Jan Abram MaritzFull Name: Jan Abram Maritz

Position: Senior Lecturer

Company/Organisations: University of Pretoria

Date and Place of Birth: 5 July 1978 – Welkom

Education: MEng (Mining Engineering), COM REC, MMC

First Job: HTH Sales Rep

Personal Best Achievement/s: Advancing through all the spheres of Mining at a young age.

Philosophy of Life: Life is too short for cold coffee

Favourite Food/Drink: Good steak and beer

Favourite Sport: Athletics

1. How did your career in the mining industry begin and where are you now?

I was recruited by a gold mining company whilst still at school in Bloemfontein. On the application form, I chose CIVIL ENGINEERING as my first and only choice. At the interview they offered the Mining Bursary and I accepted. After graduating, I completed the training programme and my responsible mining contracts under the graduate programme.

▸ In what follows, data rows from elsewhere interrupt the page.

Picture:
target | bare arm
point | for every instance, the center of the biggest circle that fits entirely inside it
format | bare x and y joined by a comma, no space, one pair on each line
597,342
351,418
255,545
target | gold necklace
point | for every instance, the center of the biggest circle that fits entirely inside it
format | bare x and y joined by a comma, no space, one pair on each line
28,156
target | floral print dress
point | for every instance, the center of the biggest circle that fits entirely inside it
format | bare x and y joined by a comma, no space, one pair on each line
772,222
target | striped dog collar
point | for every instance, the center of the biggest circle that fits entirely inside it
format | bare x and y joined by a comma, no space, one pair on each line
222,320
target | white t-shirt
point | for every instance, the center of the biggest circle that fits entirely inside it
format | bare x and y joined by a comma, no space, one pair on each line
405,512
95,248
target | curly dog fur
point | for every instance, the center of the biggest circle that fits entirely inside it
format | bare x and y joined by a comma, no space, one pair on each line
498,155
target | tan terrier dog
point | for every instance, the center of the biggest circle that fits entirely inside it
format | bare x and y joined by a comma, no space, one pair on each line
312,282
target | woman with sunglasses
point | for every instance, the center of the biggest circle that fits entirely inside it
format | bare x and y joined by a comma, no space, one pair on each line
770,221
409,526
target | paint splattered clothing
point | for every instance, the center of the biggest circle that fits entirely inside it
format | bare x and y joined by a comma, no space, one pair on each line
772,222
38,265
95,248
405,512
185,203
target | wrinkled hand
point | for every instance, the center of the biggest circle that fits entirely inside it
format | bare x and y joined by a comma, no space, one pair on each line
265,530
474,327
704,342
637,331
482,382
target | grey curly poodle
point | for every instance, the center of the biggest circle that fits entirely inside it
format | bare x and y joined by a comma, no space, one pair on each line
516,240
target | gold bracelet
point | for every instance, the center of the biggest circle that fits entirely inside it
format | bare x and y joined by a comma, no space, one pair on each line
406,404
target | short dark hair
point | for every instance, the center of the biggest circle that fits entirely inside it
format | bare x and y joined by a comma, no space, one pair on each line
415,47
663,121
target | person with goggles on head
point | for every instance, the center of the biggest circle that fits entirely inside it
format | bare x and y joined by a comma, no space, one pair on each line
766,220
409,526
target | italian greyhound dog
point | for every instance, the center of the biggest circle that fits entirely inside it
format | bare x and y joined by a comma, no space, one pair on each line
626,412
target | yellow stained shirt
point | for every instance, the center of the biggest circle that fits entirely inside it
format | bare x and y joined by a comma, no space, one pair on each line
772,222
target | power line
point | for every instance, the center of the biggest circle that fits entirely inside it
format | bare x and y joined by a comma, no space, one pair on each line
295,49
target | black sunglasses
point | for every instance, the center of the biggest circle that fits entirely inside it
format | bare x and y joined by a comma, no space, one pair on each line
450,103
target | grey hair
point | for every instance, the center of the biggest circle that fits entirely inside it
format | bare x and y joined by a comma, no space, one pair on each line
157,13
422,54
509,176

Following a whirlpool of activities, I am back in academia, lecturing Strata Control and Rock Engineering and related modules in other subjects.

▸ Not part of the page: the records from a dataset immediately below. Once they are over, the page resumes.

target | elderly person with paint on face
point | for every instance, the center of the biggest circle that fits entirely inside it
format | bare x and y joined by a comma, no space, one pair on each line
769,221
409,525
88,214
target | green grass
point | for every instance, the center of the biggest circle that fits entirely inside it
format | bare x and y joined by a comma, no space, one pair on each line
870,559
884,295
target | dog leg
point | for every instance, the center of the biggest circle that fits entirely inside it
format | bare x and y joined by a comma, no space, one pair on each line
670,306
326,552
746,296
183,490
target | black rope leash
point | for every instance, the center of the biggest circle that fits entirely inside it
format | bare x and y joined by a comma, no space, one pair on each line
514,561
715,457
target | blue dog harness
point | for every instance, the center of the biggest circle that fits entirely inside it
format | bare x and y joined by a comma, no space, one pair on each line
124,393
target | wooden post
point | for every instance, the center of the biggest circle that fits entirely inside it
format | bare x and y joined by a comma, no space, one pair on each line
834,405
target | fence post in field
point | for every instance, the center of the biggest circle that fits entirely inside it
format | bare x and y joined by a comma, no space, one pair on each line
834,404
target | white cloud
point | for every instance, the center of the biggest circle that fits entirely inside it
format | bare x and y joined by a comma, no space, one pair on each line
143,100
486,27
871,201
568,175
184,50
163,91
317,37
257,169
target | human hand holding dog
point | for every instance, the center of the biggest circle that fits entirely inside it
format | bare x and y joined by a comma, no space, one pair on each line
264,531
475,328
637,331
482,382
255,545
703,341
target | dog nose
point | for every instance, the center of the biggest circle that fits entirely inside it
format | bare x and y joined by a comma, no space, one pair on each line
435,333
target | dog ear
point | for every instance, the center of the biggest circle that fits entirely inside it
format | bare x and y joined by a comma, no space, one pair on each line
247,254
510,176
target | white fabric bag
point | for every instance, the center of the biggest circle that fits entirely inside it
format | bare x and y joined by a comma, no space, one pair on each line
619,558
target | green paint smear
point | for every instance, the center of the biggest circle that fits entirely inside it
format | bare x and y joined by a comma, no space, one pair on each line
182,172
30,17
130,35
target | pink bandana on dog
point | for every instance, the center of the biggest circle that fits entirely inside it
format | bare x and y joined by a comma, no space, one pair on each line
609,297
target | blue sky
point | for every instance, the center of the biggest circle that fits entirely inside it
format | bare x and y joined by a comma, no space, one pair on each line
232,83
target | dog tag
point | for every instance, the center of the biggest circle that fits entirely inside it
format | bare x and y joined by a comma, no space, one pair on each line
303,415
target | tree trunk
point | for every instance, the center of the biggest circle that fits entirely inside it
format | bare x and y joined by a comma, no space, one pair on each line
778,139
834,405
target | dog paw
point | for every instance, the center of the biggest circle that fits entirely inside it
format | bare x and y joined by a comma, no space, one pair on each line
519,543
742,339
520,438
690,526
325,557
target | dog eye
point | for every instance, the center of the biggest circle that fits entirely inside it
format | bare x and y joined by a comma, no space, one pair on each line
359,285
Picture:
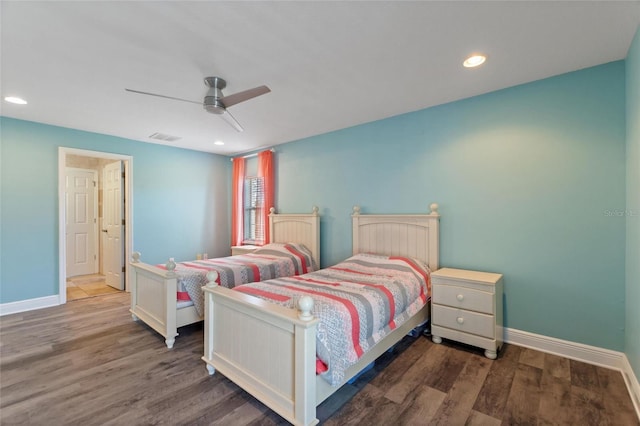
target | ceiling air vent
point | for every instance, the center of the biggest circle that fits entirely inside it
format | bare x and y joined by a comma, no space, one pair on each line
164,137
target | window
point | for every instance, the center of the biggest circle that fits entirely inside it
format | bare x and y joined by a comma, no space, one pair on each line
253,206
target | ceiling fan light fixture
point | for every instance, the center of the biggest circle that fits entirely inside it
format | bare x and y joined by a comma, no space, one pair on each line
474,60
15,100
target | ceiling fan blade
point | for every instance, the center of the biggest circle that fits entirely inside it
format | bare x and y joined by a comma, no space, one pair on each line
162,96
226,116
236,98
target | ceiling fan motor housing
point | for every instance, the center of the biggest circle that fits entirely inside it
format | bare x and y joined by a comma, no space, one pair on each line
213,99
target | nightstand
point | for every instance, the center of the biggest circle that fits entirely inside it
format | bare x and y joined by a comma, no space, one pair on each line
236,250
466,306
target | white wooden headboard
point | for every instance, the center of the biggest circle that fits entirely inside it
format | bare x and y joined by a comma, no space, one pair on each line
412,235
297,228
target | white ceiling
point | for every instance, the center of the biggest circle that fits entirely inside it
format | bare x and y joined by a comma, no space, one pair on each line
330,65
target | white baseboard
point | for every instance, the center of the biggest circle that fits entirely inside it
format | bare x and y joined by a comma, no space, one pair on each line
29,305
632,384
580,352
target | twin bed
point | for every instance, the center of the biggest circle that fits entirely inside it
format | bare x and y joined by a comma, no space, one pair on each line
294,249
293,359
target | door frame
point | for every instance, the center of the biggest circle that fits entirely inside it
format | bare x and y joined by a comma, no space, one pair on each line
128,212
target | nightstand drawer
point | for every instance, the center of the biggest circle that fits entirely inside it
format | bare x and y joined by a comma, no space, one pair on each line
464,298
469,322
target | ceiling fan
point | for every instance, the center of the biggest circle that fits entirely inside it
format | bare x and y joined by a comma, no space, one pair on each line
217,103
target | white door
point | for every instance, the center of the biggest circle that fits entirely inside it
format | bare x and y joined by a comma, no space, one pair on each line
113,227
81,228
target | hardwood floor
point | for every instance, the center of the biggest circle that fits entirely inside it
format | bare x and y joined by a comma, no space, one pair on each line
84,286
88,363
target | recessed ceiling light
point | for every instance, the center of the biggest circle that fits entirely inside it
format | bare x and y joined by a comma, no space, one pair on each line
474,60
15,100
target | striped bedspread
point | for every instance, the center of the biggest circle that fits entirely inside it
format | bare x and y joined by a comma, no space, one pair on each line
358,302
270,261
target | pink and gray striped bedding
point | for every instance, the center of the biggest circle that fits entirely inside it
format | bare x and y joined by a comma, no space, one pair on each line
358,302
273,260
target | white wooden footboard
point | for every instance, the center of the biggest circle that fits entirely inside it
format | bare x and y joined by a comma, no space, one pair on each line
270,351
153,300
266,349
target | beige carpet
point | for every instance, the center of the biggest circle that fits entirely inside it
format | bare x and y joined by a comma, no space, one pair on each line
84,286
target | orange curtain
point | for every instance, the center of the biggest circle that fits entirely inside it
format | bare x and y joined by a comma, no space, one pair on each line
265,171
237,222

2. Why did you choose Rock Engineering?

I did not choose RE, it chose me. In my Production Supervisor promotion course, the vacancy opened up for a Strata Control Officer. Having had Prof Handley as my lecturer at varsity, and enjoying the challenges of the specialist field, I saw the opportunity to get out of the repetitive nature of the production cycle.

3. Please tell us a bit more about your career journey?

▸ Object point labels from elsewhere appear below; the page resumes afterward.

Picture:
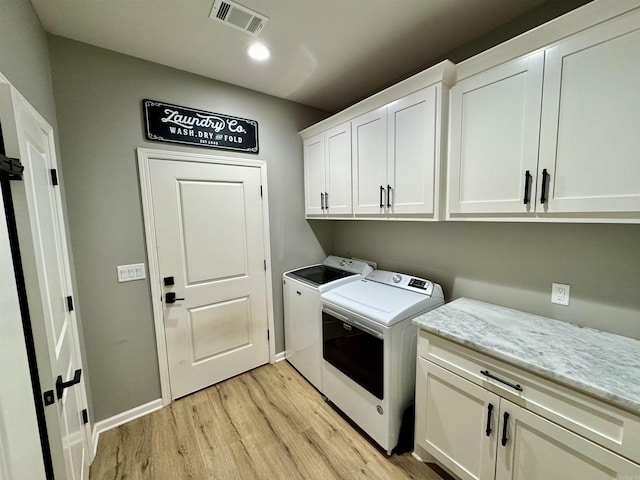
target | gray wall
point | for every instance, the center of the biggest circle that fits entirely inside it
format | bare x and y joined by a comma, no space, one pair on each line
24,58
514,264
98,97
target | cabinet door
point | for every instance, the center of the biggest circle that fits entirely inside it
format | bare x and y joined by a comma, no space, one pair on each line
314,175
591,116
338,166
412,155
495,124
369,160
456,422
537,449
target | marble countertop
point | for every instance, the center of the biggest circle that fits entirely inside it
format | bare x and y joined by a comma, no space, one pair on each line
601,364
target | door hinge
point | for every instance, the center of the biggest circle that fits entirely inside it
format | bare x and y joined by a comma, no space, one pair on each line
49,398
11,166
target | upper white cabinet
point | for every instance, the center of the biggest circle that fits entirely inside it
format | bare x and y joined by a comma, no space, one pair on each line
590,141
369,162
495,126
396,157
396,141
551,135
327,172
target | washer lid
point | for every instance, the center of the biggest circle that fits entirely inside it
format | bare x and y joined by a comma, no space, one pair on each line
320,274
383,303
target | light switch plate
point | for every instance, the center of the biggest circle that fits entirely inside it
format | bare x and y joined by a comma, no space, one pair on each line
128,273
560,293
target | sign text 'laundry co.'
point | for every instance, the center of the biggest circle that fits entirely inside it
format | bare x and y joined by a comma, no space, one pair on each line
164,122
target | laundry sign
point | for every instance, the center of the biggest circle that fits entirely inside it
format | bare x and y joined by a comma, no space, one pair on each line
165,122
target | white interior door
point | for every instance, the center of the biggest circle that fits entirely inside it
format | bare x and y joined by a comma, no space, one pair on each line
44,205
20,453
209,236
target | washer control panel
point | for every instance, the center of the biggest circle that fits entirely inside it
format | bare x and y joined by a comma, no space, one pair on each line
414,284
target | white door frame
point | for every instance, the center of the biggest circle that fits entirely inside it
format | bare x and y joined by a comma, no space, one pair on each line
144,156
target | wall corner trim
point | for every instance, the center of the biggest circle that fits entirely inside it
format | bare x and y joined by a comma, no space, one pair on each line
120,419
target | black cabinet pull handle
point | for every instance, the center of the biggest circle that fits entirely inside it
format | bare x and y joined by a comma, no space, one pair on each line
504,429
170,297
527,187
488,374
60,385
545,178
489,410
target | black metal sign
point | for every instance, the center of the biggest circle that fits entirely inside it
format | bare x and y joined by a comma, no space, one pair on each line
164,122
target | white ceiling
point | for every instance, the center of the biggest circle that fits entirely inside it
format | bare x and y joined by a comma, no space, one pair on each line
325,53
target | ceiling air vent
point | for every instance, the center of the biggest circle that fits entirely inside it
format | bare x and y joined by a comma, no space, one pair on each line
238,16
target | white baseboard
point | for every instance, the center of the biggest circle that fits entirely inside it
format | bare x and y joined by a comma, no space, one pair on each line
120,419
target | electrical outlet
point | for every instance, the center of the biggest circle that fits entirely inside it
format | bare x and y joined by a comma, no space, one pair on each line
560,293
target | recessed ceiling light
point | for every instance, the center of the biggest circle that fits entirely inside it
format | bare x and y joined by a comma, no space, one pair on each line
259,52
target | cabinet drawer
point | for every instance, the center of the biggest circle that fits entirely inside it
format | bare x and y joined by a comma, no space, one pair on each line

Started as a learner graduate, completed my production training, and moved to a Rock Engineering Department. Completed the Strata and Rock Engineering ticket exams and sat in the Shaft Rock Engineering chair for a big gold producing company. After completing my Mine Managers Certificate, I joined a mining consulting firm sub-contracted for an international firm on mining projects (all commodities) globally, with the plan of expanding the then mining-only consultancy into also delivering Rock Engineering advisory services. When the expansion idea got shot down, I started my own Rock Engineering Consultancy business. In 2010 at an alumni meeting for the Tuks Mining graduates, I noticed the vacancy for a Rock Engineering lecturer and seized the opportunity to apply, and was appointed in 2011. One learns about a subject twice, while studying for it and while teaching it.

4. What are some areas that you believe will become of increasing importance in the near future of the rock engineering discipline?

Technical skills will always remain of utmost importance, although the ability to manage people and positively influence their decisions will start to step to the fore. As the Rock Engineer will in future experience more responsibility, he/she needs to learn the ability to manage people reporting to the Chair, directly and indirectly.

5. What advice would you offer people aspiring to be in your position?

You are responsible for yourself. People in your life can provide guidance and coaching, yet that is what it is – guidance. One can learn from others’ mistakes, but experience is gained by living life. Having all the necessary qualifications does not guarantee success or position – it is gained by being competent in what you do.

6. Who is your role model/mentor?

I do not follow a single person or model. My take on life is to allow the good in all to rub off and stick.

7. What is the best advice you have ever been given?

If you break a stick daily, you do not need to break them all on due date, meaning that if you do something every day, you do not have to do everything on the last day.